Fix infinite loop #430 #432

facelessuser · 2015-09-05T01:46:12Z

This should fix the remaining corner cases that can cause infinite
loops. Previous iterations did not account for scenarios where the
“end” index was less than the “start” index. If the “end” index is
ever less than or equal to the “start” index, the “end” will be
adjusted to to be “start” + 1 allow the full range to be extracted and
replaced.

This should fix the remaining corner cases that can cause infinite loops. Previous iterations did not account for scenarios where the “end” index was less than the “start” index. If the “end” index is ever less than or equal to the “start” index, the “end” will be adjusted to to be “start” + 1 allow the full range to be extracted and replaced.

ryneeverett · 2015-09-05T02:24:16Z

Nice.

ryneeverett · 2015-09-05T03:15:22Z

Another option would be:

                 else:  # raw html
-                    if len(items) - right_listindex <= 1:  # last element
+                    if len(items) - right_listindex <= 1 and right_listindex > i:  # last element
                         right_listindex -= 1

facelessuser · 2015-09-05T03:25:04Z

That doesn't look like a similar solution.

facelessuser · 2015-09-05T03:29:11Z

Let me rephrase; that doesn't look equivalent. I would have to break down all the cases to see if they were equivalent for sure.

ryneeverett · 2015-09-05T03:32:01Z

I believe the only way the right_listindex can be less than i is if it is decremented here. Regardless, I suppose I like your solution better since it essentially reverts 5d91369. 😛

facelessuser · 2015-09-05T03:36:26Z

It's not really a revert at all. If anything, it is doubling down on the same concept. It is actually just increasing the range that 5d91369 was normalizing without the extra variable.

facelessuser · 2015-09-05T03:52:48Z

@ryneeverett You are probably right about the decrement being done improperly. I would need to verify that the issue is because of the decrement, and test out your suggestion to verify that it solves all past problems as well and doesn't cause a regression. If you have evidence that supports it being equivalent, I wouldn't mind moving to it. I just don't have much time right now to look into this further than what I already have.

ryneeverett · 2015-09-05T03:53:10Z

It's not really a revert at all.

Oh, I see.

I'm starting to think it just doesn't make much sense any more to assign right_listindex prior to the if 'markdown' in attrs.keys():/else blocks since it needs to be so different.

ryneeverett · 2015-09-05T04:01:24Z

@facelessuser I believe it's equivalent but not better because it requires the confusing offset be left in. I'm +1 on this PR as is.

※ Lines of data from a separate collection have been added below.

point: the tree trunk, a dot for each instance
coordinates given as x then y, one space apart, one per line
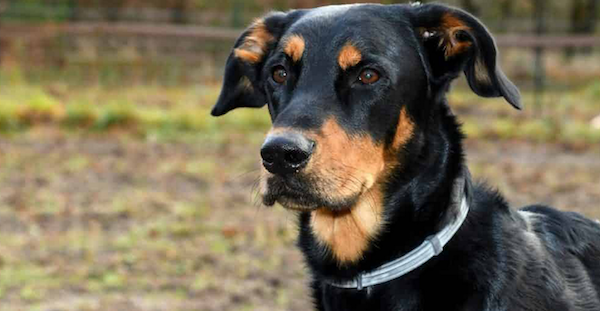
506 14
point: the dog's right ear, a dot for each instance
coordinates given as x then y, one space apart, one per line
241 84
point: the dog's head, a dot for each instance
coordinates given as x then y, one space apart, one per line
347 88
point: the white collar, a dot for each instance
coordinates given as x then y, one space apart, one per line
431 247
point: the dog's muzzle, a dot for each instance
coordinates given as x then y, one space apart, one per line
286 153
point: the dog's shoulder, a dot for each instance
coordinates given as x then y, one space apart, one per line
564 231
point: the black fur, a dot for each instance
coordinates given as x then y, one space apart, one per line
501 259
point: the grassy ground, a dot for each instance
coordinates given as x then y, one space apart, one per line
134 199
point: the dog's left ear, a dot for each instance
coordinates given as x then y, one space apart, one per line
452 41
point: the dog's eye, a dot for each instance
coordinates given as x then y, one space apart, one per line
368 76
279 74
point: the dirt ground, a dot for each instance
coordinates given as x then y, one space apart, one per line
115 222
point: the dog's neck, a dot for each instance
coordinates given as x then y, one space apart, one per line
418 202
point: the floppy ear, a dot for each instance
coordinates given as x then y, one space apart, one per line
241 84
452 40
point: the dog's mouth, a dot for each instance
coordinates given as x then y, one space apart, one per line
302 193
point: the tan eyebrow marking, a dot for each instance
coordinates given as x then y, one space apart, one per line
349 56
294 47
255 44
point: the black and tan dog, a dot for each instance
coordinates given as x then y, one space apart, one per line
365 148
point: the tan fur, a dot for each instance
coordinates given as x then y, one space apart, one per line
451 26
345 167
350 166
348 234
255 44
404 130
294 47
349 56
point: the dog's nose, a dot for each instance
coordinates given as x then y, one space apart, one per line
286 153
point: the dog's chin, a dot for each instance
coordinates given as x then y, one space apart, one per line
307 200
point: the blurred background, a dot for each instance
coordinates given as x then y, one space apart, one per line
118 191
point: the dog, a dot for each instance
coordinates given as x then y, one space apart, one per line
366 151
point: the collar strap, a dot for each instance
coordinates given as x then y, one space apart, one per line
431 247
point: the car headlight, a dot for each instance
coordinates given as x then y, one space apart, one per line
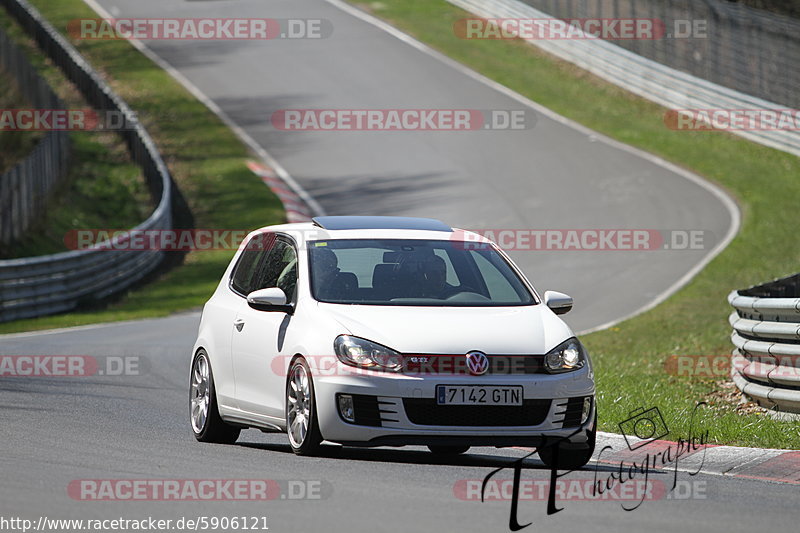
355 351
567 356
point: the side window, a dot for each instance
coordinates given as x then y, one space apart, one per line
243 278
279 269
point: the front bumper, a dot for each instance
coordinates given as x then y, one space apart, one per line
402 401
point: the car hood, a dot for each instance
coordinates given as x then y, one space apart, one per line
531 329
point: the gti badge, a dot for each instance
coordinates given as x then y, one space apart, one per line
477 363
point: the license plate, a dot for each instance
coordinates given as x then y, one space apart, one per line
478 395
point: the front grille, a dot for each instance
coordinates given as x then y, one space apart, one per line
457 364
425 412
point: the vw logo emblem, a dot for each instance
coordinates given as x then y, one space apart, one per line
477 363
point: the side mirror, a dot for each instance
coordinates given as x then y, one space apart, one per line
559 302
271 299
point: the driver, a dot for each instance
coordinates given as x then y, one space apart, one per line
434 278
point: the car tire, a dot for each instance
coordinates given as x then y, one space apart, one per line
302 426
207 424
448 450
569 459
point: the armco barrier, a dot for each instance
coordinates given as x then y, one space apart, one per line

ryneeverett · 2015-09-05T04:21:43Z

Ok, here's a suggested diff on this PR:

                 else:  # raw html
-                    if len(items) - right_listindex <= 1:  # last element
+                    if len(items) == right_listindex:  # last element
                         right_listindex -= 1
-                    if right_listindex <= i:
+                    if right_listindex == i:
                         right_listindex = i + 1

This avoids the unnecessary decrement, not to mention making the intent a lot clearer.

facelessuser · 2015-09-05T04:30:43Z

Unfortunately, that isn't going to work like you think. The following code:

if len(items) == right_listindex:  # last element
    right_listindex -= 1

This will augment an index range of (2, 3) for an array of length 3 and make it (2,2):

>>> [1, 2, 3][2:3]
[3]

>>> [1, 2, 3][2:2]
[]

So now we have a regression in the content extraction. HTML tags will go MIA.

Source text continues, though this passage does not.